What were the main findings?

One of the key findings is that the outcome for these children, the best group would be those that had well-resected tumours that received immediate post-operative radiation therapy. Their five year event free survival was about 70%, those are excellent results. More importantly, children under the age of three did as well as children older than the age of three, so that prior strategy to use chemotherapy and defer radiation at the time of recurrence, we’ve basically done away with that. Now the backbone strategy to treat ependymoma is to do surgery and radiation therapy. Obviously there is room for improvement, 70% five year event free survival, there’s much to improve there.

The survival, the event free survival, this is recurrence, only about 30% of patients were able to make it to five years without their tumours coming back. More importantly, the overall survival was even higher, it was in the 80% range for the very young children on our study compared to about 40% in older published series. So we’ve more than doubled the survival for children with ependymoma based on the strategy that was outlined in this protocol that we recently completed.

What about the tolerability and safety of using radiation in children?

The breakthrough, as I talked about, came in the mid to late 1990s with the advent of conformal and intensity modulated radiation therapy but the breakthrough was also a pilot study that was performed at St Jude Children’s Research Hospital during that time. We published that in The Journal of Clinical Oncology in 2004 and later updated our series in 2009 in Lancet Oncology. What we found is not only excellent event free and overall survival in children of all ages, and this again is from the pilot data from St Jude, but we also published functional outcomes looking at neurologic, endocrine and cognitive outcomes in these very young children. So I think we’ve documented very carefully the safety of advanced radiation in very young children. In the study that I presented yesterday we also have a number of biologic aims and functional outcome aims, we’ve collected that data, we’ve collected that tissue and the analysis is currently ongoing.

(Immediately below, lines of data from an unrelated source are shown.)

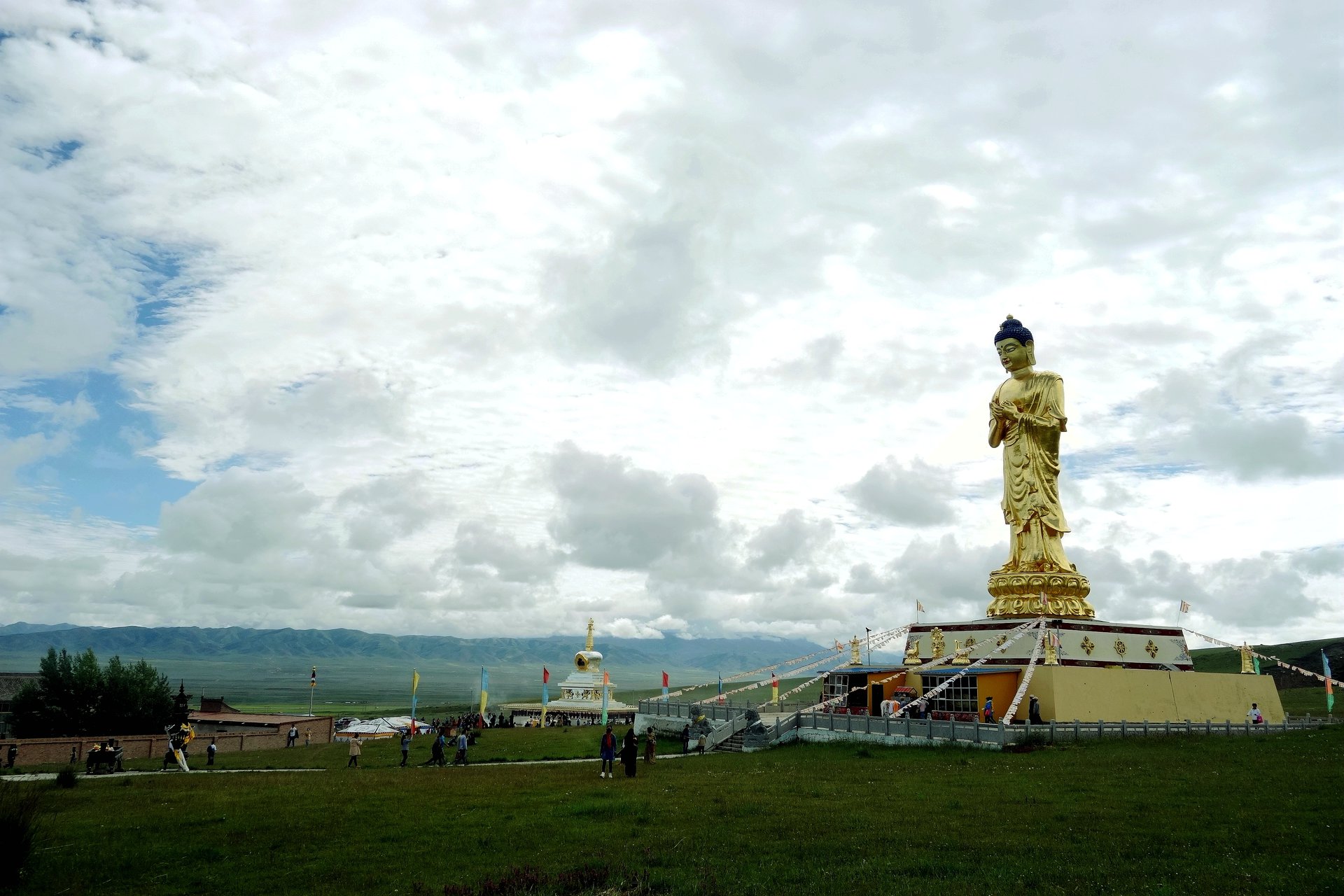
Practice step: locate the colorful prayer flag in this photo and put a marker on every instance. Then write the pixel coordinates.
(1329, 690)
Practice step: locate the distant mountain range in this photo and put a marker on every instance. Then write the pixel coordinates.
(24, 628)
(134, 643)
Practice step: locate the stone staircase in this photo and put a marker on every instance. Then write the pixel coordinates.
(733, 743)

What else would you like to highlight from the trial?

The important thing here is that this was a very unique group of patients, very young, treated with high dose radiation therapy with excellent outcomes. It has set an example for other tumour types that include very young children that radiation may be safely delivered even very soon after their initial diagnosis.

What would be your take home message?

I think that those who are involved in research, brain tumour research, have known for some time what the results would look like from this study; obviously this was the final presentation. So investigators have a good understanding of the work that we’ve done, it’s now become a standard of care and so current trials and future trials use what we’ve done as a backbone and we’re looking for newer ways to improve disease control and functional outcomes in these children. Europeans launched a trial for ependymoma this year that includes not only what we’ve done as a backbone but further escalation of radiation dose for high risk patients. In the United States we’re currently testing the benefit of chemotherapy given after radiation therapy to improve that event free survival that I reported as 70% in the more favourable cases.